Tourism minister hears jingle of visitors spending money during music week

By Kayla Fraser
Jan. 15, 2014

Robert Henderson was hearing more than music when the showcase artists and bands for East Coast Music Week were announced Jan. 14 at the Charlottetown Convention Centre.
As Heather Gibson, chair of East Coast Music Week, welcomed everyone to the announcements, Henderson was hearing the sound of cash registers.
On an annual basis, P.E.I. attracts about one million tourists. This year, there is an increased marketing budget to bring many tourists to the East Coast Music Awards and the 2014 celebrations commemorating the Charlottetown conference, he said.
The province has invested $5 million more than normal, he said.
“We have significantly increased our marketing budget… we’ve invested about $5 million more in events on Prince Edward Island than we normally would… Its an investment into Prince Edward Island as a tourism destination.”
Co-chairs of the East Coast Music Week Jennifer Evans and Pat Deighan welcomed everyone to the event. Evans said they are proud to be involved.
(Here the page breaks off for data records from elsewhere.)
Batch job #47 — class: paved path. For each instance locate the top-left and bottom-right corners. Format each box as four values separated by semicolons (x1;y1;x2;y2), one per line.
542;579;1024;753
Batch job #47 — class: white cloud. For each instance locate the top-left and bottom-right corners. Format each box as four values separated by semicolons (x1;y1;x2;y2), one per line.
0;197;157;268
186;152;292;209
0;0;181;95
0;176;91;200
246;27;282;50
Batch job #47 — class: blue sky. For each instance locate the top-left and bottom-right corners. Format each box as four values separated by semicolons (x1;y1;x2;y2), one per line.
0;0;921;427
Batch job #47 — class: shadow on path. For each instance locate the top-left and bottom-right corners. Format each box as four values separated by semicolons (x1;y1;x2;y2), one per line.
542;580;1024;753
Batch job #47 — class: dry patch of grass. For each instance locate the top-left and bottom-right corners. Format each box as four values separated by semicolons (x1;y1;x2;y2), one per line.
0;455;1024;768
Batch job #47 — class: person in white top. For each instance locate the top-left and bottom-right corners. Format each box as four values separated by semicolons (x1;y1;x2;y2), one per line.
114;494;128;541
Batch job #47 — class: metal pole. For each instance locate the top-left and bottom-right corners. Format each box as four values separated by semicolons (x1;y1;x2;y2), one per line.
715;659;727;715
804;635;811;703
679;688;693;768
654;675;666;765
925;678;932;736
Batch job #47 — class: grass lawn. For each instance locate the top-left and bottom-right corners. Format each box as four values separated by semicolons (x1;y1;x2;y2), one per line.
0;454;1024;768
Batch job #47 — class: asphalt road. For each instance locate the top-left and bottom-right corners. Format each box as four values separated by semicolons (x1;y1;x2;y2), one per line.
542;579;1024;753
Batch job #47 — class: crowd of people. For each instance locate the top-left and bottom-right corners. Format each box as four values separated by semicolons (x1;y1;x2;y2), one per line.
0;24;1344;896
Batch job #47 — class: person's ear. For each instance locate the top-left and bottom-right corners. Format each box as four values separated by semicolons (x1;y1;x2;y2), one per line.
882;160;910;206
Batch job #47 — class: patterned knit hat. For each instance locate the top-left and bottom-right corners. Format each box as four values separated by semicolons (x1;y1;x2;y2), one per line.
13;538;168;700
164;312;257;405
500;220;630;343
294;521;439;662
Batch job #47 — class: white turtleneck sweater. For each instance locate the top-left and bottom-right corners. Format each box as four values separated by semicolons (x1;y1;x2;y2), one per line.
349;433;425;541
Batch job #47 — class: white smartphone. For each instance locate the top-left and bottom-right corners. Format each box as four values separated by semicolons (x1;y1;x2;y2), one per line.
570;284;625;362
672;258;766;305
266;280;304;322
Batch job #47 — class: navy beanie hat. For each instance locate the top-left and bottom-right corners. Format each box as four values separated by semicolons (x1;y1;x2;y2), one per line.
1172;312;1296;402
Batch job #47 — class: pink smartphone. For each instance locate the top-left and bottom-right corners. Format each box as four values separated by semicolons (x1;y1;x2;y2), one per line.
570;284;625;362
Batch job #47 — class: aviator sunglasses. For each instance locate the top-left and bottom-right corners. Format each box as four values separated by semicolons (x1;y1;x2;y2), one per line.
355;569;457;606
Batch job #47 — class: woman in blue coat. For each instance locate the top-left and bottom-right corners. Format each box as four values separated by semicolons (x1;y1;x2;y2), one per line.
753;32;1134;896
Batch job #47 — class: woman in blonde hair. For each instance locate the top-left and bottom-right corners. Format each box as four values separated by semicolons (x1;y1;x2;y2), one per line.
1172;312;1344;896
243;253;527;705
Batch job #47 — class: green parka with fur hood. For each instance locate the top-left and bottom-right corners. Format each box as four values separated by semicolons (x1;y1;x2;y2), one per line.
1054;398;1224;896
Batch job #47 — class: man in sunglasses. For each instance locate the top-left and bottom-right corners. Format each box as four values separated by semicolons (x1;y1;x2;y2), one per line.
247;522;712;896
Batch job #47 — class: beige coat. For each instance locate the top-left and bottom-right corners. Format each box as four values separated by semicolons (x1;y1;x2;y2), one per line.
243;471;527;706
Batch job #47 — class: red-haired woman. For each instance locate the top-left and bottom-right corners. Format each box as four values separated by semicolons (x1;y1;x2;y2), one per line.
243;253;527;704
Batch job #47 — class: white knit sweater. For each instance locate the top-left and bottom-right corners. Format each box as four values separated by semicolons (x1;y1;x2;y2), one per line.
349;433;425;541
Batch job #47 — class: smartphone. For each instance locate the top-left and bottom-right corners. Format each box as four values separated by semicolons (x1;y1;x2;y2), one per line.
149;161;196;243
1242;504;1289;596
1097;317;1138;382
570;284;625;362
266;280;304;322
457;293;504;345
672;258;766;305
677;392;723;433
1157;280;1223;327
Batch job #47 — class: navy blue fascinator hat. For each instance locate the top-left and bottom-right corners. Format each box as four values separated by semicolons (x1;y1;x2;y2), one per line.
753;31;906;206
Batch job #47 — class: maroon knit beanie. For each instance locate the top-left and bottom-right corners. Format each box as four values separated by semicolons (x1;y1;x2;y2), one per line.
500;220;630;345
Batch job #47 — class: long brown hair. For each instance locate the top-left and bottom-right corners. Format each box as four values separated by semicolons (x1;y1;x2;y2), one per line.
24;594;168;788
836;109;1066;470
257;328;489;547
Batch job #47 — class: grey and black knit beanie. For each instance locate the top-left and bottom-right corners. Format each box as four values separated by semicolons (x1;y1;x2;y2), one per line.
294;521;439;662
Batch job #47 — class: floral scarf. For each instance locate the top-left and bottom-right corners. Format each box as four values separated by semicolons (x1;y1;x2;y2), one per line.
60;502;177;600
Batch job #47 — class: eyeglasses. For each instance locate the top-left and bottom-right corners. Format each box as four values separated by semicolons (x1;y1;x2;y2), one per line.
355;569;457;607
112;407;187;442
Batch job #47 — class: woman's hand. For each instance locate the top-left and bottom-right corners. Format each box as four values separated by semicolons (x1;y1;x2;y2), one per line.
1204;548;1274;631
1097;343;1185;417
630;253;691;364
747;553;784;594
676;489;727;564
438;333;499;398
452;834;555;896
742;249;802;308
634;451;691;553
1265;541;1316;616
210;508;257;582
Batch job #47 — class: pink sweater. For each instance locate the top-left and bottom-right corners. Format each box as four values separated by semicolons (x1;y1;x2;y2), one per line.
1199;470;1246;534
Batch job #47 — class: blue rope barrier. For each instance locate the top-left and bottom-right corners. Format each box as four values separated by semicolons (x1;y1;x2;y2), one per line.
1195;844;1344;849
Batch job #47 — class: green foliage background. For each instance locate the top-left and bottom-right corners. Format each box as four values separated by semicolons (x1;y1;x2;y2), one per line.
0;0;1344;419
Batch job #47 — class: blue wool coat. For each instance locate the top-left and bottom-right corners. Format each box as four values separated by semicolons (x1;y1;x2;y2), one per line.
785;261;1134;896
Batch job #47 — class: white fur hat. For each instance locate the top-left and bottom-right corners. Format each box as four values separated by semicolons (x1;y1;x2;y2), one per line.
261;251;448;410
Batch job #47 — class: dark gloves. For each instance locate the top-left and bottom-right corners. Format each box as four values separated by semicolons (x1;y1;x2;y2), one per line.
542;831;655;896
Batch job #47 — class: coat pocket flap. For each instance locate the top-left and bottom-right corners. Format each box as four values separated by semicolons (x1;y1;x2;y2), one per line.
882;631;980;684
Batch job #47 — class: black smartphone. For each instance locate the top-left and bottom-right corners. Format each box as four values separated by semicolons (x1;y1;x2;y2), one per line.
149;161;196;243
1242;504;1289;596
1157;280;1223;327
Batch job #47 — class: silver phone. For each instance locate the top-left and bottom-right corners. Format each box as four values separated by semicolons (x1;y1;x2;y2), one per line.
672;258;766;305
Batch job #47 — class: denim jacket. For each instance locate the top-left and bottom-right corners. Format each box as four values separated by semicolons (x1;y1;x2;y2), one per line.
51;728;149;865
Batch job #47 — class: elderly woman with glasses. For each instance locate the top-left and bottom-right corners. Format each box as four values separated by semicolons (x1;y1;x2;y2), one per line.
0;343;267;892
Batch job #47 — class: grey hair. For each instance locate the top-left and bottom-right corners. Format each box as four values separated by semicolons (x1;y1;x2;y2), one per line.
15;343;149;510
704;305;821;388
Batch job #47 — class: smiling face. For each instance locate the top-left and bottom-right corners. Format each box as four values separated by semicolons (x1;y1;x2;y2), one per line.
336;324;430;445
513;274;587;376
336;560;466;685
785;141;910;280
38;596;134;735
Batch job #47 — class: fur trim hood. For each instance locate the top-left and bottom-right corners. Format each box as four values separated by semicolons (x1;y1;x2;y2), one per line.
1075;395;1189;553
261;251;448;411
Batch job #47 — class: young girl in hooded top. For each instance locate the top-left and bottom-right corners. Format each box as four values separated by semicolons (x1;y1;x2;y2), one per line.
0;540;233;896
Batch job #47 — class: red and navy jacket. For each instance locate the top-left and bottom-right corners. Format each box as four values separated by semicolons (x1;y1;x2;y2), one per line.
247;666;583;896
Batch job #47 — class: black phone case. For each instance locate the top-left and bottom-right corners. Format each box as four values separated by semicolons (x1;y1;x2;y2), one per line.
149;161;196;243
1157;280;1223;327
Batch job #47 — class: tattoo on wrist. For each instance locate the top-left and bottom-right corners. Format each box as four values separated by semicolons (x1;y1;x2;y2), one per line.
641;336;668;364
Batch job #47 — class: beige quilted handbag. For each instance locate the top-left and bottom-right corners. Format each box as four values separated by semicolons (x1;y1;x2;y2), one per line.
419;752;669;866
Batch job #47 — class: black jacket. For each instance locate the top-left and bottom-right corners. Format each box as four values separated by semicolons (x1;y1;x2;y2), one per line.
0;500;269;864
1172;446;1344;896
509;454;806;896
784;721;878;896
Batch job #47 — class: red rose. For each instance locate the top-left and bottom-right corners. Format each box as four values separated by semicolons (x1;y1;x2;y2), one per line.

Vice president of Eastlink TV Michael Smith said they are proud to be taking part in the coverage.
“We’ve had a great year on P.E.I.”
The tourism minister and Charlottetown Mayor Clifford Lee both announced showcase artists and bands.
“It’s and honour to be here as minister responsible,” said Henderson.
The program featured performances by Meaghan Blanchard and Kayo.
Evans said the event will engage Islanders from east to west and there is so much energy.
“It’s such an exciting time for P.E.I.”
Alex Douglas produces many music shows on P.E.I. He does some of the organizing for the Cavendish Beach Country concerts. He also organizes, executes, markets and coordinates shows at the P.E.I. Brewing Company in Charlottetown.
“That would be my role.”
East Coast Music Week will be good because people come from away and there are good showcases lined up, he said.
Henderson said one thing they focused on was the idea of past, present and the future.
“We look at the ECMAs as an opportunity to promote our culture and our music which Islanders and the destination of Prince Edward Island are somewhat renowned for. It’s just a way to get people to celebrate our music, come for a good time… it’s a very party atmosphere type of arrangement. So we’re trying to say come to P.E.I., stay for the party, our island musicians and performers are part of what makes a good party.”
The ECMAs continue to grow as a popular venue for music lovers across Atlantic Canada. The bar is getting set higher than ever before as a music industry for Atlantic Canada in Charlottetown, he said.
“It’s all keeping with the theme of celebration, good times, and it promotes Prince Edward Island’s culture and heritage for the performers that are from Prince Edward Island. We were quite confident that this will be an exceptional year for the ECMAs since its inception.”